1. Kapitel
Manchmal da ist der Strand mein einziger Rückzugsort. Hier bin ich allein. Hier kann ich atmen und vor allem frei sein. Frei von der lauten Welt um mich herum. Von den erdrückend, innerlich schreienden Gefühlen. Von Schuldgefühlen. Frischer Wind, feiner Sand an meinen Füßen, das Geräusch von brechenden Wellen, all das ist das Einzige was mich hier umgibt. Was mich in die Arme schließt, wenn ich dieses Gefühl am meisten brauche. Vielleicht ist es auch der einzige Ort an dem ich mich nicht verschließen muss. An dem ich offen sein kann. An dem ich einfach ich sein kann. Ich liebe meine Eltern, doch auch bei ihnen fehlt mir oft die Luft zum Atmen. Das ist absolut nicht die Schuld meiner Väter, denn sie lieben mich und würden alles erdenkliche für meine Geschwister und mich tun. Alles, was in ihrer Macht steht. Zu dem sie mit eigener Kraft im Stande wären. Alles was andere Eltern auch für ihre Kinder tun können. Aber sie können mir nicht helfen. Niemand kann das. Ein Blick auf mein Handy bewirkt, dass mir die Galle wieder nach oben steigt. Dass ich wieder diese Bauchschmerzen verspüre, die mich in letzter Zeit ständig begleiten und nicht in Ruhe lassen wollen. Es fühlt sich so an als würde mein Körper sagen wollen. ‚Dir geht es scheiße? Wie toll, warte ich hätte hier noch ein kleinen Zusatz!‘ Cool, oder?
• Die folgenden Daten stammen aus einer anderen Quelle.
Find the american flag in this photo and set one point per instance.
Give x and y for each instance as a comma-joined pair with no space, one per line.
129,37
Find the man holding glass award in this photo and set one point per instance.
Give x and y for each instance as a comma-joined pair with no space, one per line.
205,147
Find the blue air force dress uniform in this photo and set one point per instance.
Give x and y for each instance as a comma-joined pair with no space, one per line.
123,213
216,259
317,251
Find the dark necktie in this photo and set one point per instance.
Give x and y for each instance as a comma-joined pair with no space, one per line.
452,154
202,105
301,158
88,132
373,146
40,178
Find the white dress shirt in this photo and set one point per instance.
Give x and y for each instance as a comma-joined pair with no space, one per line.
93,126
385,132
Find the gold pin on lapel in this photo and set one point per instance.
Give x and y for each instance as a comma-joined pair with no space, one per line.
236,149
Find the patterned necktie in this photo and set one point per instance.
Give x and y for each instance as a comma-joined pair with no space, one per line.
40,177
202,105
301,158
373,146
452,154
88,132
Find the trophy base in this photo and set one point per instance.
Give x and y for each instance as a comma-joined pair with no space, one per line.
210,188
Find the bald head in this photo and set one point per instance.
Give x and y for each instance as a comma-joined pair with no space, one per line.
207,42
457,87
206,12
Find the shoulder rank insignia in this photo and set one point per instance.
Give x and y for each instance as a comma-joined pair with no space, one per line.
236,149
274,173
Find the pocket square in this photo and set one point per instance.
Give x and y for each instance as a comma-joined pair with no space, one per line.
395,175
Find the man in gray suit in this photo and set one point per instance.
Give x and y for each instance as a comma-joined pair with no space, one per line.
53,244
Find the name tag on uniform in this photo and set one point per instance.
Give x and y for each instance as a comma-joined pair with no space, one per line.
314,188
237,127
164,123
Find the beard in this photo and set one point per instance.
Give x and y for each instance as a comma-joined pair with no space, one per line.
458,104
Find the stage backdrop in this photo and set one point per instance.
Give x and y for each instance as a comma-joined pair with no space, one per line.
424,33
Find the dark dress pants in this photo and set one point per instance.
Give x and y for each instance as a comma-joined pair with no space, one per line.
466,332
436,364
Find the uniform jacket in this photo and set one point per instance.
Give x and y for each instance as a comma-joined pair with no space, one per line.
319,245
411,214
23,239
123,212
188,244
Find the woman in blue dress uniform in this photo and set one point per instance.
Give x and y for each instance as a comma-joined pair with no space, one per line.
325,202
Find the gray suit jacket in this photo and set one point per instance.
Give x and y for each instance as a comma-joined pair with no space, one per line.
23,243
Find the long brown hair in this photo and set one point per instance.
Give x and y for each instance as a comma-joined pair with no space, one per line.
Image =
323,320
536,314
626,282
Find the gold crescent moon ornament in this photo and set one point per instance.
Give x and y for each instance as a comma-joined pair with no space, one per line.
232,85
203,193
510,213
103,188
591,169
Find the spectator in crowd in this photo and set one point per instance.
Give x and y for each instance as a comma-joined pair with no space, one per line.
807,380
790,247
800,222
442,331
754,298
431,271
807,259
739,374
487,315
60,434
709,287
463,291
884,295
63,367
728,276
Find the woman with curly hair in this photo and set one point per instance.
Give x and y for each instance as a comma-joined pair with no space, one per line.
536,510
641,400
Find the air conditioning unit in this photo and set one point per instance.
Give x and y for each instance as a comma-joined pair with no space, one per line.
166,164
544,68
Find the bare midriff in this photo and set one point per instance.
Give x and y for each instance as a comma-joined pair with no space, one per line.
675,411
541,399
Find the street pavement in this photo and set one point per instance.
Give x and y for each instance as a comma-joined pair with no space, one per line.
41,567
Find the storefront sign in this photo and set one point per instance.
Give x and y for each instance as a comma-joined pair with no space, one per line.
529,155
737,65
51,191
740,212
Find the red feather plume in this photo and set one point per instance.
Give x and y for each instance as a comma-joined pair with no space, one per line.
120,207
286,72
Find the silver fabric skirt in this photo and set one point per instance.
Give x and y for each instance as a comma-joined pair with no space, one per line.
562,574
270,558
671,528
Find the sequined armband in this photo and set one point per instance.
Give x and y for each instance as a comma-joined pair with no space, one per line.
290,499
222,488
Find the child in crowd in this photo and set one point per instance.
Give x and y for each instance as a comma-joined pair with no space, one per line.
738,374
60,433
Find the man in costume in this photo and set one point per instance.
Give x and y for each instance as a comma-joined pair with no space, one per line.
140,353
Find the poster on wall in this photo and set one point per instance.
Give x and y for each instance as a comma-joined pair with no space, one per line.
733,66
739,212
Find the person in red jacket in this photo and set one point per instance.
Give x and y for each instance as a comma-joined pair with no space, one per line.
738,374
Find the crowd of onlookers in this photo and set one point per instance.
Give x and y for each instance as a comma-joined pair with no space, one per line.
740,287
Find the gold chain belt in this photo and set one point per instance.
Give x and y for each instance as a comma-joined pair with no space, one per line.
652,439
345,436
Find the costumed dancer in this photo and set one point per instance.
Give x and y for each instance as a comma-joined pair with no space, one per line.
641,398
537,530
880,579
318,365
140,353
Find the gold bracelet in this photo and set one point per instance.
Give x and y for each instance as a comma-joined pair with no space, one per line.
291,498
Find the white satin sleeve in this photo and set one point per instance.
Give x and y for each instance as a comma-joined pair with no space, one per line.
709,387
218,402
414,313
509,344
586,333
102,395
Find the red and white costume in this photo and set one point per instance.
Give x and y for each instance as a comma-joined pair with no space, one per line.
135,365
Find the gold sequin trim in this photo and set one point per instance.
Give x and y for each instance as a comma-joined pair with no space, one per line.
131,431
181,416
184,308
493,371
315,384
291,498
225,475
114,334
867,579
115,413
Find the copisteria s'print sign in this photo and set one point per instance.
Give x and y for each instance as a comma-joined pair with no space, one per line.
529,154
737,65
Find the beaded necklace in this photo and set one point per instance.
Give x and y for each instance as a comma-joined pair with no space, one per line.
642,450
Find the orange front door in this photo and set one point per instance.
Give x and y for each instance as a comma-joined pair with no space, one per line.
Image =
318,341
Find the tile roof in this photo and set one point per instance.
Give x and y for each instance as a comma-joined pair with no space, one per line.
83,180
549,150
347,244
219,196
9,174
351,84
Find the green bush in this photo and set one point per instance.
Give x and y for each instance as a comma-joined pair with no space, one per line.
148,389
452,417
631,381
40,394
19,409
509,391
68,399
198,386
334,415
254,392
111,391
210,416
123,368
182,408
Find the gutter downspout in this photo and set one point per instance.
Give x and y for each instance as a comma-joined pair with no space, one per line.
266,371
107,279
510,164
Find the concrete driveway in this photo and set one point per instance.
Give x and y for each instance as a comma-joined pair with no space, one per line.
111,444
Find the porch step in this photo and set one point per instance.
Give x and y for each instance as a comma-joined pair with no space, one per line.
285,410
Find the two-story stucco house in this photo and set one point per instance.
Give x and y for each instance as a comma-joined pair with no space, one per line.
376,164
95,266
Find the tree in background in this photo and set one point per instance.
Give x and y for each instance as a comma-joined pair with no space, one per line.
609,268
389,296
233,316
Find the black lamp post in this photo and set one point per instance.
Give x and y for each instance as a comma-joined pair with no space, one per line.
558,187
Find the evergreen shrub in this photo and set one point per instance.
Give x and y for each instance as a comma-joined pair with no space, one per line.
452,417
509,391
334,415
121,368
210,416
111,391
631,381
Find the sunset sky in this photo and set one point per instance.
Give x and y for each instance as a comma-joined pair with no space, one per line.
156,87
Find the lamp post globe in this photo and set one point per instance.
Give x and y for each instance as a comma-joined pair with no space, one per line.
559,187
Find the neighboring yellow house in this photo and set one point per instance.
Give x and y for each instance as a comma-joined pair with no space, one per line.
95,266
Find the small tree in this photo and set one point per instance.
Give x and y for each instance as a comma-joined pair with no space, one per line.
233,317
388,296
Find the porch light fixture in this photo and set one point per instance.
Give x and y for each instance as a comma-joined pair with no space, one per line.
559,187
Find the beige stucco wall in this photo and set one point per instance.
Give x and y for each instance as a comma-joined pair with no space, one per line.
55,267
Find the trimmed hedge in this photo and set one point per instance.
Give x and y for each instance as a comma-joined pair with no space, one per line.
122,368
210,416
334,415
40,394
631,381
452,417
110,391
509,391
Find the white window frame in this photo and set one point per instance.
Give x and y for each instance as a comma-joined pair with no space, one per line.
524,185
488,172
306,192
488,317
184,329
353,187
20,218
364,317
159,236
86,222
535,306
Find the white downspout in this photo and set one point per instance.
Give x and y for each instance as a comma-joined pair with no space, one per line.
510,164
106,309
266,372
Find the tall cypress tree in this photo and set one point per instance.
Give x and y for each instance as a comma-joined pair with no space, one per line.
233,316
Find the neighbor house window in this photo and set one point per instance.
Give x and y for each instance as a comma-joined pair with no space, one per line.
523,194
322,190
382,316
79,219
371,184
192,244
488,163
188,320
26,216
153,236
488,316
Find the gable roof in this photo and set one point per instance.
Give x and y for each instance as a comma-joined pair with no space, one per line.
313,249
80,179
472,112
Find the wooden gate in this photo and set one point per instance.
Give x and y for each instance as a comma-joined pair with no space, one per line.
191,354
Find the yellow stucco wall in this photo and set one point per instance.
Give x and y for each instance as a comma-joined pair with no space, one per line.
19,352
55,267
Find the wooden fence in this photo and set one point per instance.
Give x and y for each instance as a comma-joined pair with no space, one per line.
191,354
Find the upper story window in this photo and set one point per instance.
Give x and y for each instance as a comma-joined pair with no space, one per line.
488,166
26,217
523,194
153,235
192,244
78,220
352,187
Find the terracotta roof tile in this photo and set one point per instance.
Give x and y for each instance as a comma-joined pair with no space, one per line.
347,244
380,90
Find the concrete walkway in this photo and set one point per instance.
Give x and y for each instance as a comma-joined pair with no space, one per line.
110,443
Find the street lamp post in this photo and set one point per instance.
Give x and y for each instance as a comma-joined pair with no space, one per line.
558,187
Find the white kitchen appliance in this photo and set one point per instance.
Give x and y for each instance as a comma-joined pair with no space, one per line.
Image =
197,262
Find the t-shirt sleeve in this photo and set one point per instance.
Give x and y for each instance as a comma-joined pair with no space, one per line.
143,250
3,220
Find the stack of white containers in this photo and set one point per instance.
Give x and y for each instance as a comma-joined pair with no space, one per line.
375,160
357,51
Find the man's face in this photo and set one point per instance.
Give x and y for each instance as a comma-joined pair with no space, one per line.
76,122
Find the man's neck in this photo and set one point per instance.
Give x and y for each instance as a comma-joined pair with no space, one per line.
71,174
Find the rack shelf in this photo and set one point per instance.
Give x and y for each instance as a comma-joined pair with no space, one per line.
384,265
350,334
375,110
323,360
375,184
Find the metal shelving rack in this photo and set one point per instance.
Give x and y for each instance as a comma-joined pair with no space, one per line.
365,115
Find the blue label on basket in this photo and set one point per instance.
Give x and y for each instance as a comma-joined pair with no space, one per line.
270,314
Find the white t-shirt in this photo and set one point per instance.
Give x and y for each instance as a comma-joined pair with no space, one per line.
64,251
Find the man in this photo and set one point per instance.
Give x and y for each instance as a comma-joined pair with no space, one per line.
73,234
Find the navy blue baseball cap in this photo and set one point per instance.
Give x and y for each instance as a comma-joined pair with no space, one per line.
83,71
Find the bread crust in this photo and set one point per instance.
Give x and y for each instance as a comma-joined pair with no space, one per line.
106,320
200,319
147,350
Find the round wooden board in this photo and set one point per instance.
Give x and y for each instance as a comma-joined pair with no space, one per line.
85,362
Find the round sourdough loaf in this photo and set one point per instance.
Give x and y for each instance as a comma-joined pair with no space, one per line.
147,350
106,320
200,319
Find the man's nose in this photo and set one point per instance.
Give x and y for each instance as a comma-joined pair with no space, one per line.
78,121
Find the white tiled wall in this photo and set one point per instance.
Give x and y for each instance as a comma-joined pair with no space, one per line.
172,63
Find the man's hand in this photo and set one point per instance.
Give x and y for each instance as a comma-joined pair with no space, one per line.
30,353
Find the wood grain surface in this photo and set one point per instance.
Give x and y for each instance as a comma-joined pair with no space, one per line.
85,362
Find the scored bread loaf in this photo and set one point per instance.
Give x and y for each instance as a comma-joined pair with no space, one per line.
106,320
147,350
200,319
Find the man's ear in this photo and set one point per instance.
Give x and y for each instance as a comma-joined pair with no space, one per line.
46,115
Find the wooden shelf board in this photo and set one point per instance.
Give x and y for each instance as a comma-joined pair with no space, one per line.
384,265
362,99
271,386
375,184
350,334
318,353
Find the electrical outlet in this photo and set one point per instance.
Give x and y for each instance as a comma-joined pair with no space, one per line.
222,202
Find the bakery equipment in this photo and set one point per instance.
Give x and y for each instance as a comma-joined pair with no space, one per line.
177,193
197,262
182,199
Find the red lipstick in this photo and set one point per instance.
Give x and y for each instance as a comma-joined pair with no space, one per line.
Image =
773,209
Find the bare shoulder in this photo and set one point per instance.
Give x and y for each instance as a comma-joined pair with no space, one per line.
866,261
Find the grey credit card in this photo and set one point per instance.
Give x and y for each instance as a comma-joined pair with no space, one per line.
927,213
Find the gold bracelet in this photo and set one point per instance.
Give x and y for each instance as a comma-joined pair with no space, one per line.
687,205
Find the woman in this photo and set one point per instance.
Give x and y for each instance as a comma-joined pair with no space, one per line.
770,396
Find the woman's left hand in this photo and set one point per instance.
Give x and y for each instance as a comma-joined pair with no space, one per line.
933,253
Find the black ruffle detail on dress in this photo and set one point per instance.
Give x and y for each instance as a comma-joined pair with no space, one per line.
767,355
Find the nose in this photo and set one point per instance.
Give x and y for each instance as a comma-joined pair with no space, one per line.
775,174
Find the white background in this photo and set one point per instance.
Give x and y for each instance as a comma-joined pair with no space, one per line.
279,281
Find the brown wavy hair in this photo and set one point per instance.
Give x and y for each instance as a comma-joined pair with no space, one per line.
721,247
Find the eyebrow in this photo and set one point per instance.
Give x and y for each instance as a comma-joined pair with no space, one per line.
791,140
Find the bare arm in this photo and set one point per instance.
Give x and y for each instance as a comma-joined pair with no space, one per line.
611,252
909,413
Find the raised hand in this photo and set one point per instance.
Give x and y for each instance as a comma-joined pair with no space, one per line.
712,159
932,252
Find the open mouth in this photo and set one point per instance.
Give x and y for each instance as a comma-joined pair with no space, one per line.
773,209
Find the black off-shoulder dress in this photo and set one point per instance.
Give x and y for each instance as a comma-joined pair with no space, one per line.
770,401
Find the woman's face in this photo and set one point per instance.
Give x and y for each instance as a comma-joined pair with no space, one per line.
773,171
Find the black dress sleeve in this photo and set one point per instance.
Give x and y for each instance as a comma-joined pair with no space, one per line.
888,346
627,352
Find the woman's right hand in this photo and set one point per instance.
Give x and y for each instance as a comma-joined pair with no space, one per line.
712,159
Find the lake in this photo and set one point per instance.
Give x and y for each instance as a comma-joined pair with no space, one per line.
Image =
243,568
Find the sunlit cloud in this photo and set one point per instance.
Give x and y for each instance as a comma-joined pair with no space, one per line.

Instagram war für mich damals ein Ort an dem ich mit anderen Menschen meine Interessen teilte. Schon als kleines Mädchen war Backen eine große Leidenschaft von mir. Später folgte das Kochen, was ich jedoch nur halb so schätzte wie das Backen. Ich suchte bei den unterschiedlichsten Menschen, die etwas mit Backen posteten, nach Rezepten, um es ausprobieren zu können. In der 4. Klasse hatte ich noch ein paar wenige Freunde dich mich in den Socialmedia-Strudel rissen. In dieser Klasse bekam ich die ersten Anfeindungen, natürlich übertrug sich das auch auf sozialen Netzwerke, die ich verwendete. Auch heute noch.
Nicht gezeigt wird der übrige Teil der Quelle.